Even the Police Service has had, in recent weeks, to contend with a dramatic escalation. At least 114 recruits at the Police Academy have tested positive; several floors of the Police Administration Building have had to be sanitised; and Mr Griffith himself on Wednesday lamented, “It is virtually crippling us.”

So whatever obtained previously, this is a different ball game.

What makes the police’s initial failure to act in this instance, and the commissioner’s defence of that failure, worse is Mr Griffith’s own previous position on the question of enforcing regulations on private property.

“Yes, we can,” Mr Griffith said in April, citing a public health ordinance.

It may well be the commissioner was engaging in gun talk at a moment when there was a dire need to scare people into acting properly.

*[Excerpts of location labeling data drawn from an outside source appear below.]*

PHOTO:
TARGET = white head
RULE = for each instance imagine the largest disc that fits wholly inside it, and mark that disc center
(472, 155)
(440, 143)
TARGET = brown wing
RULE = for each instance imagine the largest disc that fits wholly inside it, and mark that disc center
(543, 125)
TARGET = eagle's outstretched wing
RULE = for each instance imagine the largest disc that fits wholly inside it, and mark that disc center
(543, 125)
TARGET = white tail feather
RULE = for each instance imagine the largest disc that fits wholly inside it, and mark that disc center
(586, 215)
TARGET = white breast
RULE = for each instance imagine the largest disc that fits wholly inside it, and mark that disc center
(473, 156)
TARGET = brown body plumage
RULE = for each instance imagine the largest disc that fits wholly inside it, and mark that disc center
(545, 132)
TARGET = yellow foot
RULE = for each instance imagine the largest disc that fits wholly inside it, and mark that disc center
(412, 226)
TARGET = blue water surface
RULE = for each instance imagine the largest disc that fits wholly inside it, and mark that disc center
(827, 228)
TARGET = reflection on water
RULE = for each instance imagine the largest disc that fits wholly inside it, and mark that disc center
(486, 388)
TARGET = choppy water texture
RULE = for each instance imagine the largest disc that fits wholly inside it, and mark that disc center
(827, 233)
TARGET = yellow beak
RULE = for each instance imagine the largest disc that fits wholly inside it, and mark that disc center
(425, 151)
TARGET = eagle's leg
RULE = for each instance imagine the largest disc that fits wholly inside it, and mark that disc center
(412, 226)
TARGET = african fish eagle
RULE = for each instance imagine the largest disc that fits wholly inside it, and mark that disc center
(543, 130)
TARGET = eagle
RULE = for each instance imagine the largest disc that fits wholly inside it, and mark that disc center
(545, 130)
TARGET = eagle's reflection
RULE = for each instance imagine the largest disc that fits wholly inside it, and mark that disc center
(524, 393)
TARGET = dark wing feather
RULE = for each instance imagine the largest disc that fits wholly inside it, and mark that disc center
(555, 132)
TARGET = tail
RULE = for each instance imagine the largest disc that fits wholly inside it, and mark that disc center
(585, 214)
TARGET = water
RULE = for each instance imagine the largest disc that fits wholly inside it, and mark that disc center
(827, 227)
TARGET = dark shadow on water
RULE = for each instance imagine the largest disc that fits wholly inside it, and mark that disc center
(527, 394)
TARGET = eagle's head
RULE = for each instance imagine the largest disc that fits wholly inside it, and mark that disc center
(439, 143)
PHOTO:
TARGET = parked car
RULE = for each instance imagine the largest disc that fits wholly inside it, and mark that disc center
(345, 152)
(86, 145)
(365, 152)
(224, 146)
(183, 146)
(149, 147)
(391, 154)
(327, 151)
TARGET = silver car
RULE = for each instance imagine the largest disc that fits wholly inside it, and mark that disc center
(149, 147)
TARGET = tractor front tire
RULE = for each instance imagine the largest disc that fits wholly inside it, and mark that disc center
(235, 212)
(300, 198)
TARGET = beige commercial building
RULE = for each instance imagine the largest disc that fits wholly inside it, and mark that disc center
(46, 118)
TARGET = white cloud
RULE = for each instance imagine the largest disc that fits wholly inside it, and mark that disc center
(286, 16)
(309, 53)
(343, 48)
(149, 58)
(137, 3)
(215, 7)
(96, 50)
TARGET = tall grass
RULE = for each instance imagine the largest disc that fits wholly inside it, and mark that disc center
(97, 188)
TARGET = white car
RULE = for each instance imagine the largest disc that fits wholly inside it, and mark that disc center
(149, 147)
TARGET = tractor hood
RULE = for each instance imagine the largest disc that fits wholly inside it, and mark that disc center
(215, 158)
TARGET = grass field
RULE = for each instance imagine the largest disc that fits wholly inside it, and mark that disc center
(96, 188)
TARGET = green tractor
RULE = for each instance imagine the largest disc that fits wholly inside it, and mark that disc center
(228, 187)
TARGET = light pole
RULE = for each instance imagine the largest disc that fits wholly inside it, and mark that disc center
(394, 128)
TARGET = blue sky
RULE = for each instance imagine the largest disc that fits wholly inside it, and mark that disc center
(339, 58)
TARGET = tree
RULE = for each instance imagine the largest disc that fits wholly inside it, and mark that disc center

Equally, the commissioner may have later discovered the legal complexities and intricacies and ambiguities with which he is now so well-versed.

However, in relation to Bayshore, it is unclear if officers on duty felt it necessary to consider what other laws might have been relevant.

For instance, what about the offence of public nuisance? It seems it matters not whether that offence takes place on private or public property.

According to the Summary Offences Act, “any person occupying or having control over any house, yard or premises of whatever nature who permits such nuisance” is liable.

Granted there are grey areas, the police, the State and health officials have had several weeks to work together and fix them. The second wave was no surprise. And before Bayshore, there were long whispers about parties on private islands and so on.

Instead, here we are today with all these complaints about how bad the law is and hence, from other quarters, that it is being applied in a discriminatory fashion.

In the past, especially given the progress mapped by official statistics relating to the crime fight, many have been disinclined to accuse Mr Griffith of being all bark and no bite.